Many of us want to see change and contribute to it. As a mental health care professional, I take on a burden to actively be a part of change and growth. The thought is, “I should take on difficult, uncomfortable conversations, the very thing I was trained to do, every single opportunity. I must participate in change.” This is true for me in the therapy room, and it extends to my daily life. There is a pressure to be on the “front-lines” that leads to self-criticism, such as, “I’m not doing enough.”

We must be careful with consistent self-criticisms. Though they may motivate us, when we push ourselves to do more than we can sustainably do, the weight of it all becomes too much. It leads to getting sucked into feelings of being on edge, not being able to relax, or guilt for even routine basic needs and self-care. This mindset can quickly lead to burnout.

The deeper we go in our burnout spiral and the longer we stay on the “front-lines” without reprieve, the more we become overwhelmed by all the issues that are just too big to tackle on our own. Our physical and emotional resources become depleted, leaving us with decreased capacity to operate under the conditions we are trying to change.

Community Support

I want to elaborate a little more on what I mean by the “front-lines”. While working with one of my clients, we collaborated to create a visual to more easily discuss this sort of pressure we feel, whether it is coming from an internal place or is influenced by others around us. And what we came up with was to think about a singular community that we are a part of. We know that communities can overlap of course, but to discuss it more simply at first, we use a circle to represent this one community that we are focusing on. We acknowledge the external pressures on this community by larger society. The “front lines” is the outer ring of the circle. It represents the protective parts that interact with elements of larger society (whether that’s policies, laws, etc) or other communities and people. If you are on the “front lines”, you are advocating. You are using your voice. You are gathering and building resources. You are having difficult conversations. And while doing these things, you may be exposing yourself to greater risk of being impacted by outside influences. It is not sustainable to be on the “front lines” forever.
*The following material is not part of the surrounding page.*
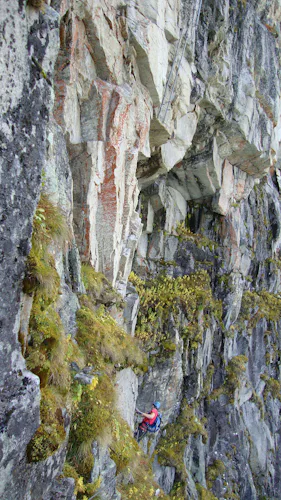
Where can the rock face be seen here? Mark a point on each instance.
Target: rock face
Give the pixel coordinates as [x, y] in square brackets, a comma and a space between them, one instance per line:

Moving to the inside of the circle and seeking support can be restorative for both you and others. When we feel afraid, we can validate and reassure each other. When we become overwhelmed, we can help each other ground ourselves and motivate each other forward. We can engage in self-care and give others permission to do the same. We show up and engage in safe spaces, and contribute to the safety of those spaces with our mindful presence. Interacting within the community is just as important as being a part of the front lines. 

It’s important to remind ourselves that we do stand with others, that we do stand together. We are participating on the front lines of change. And it’s okay to retreat back and welcome the mutual support that community offers. And the only person who can evaluate where you are able to be and when, is you. 

Invitation to Reflect

  • Are you struggling with any of the emotional experiences described here? Do you feel that you are switching between any of them?
  • Using the visual, which part of the circle would you say you are the most? Where are you right now?
  • What support would be helpful to you right now? What support can you offer to others?
  • If moving to a different spot in the circle would benefit you, what small action can you take today to move in that direction?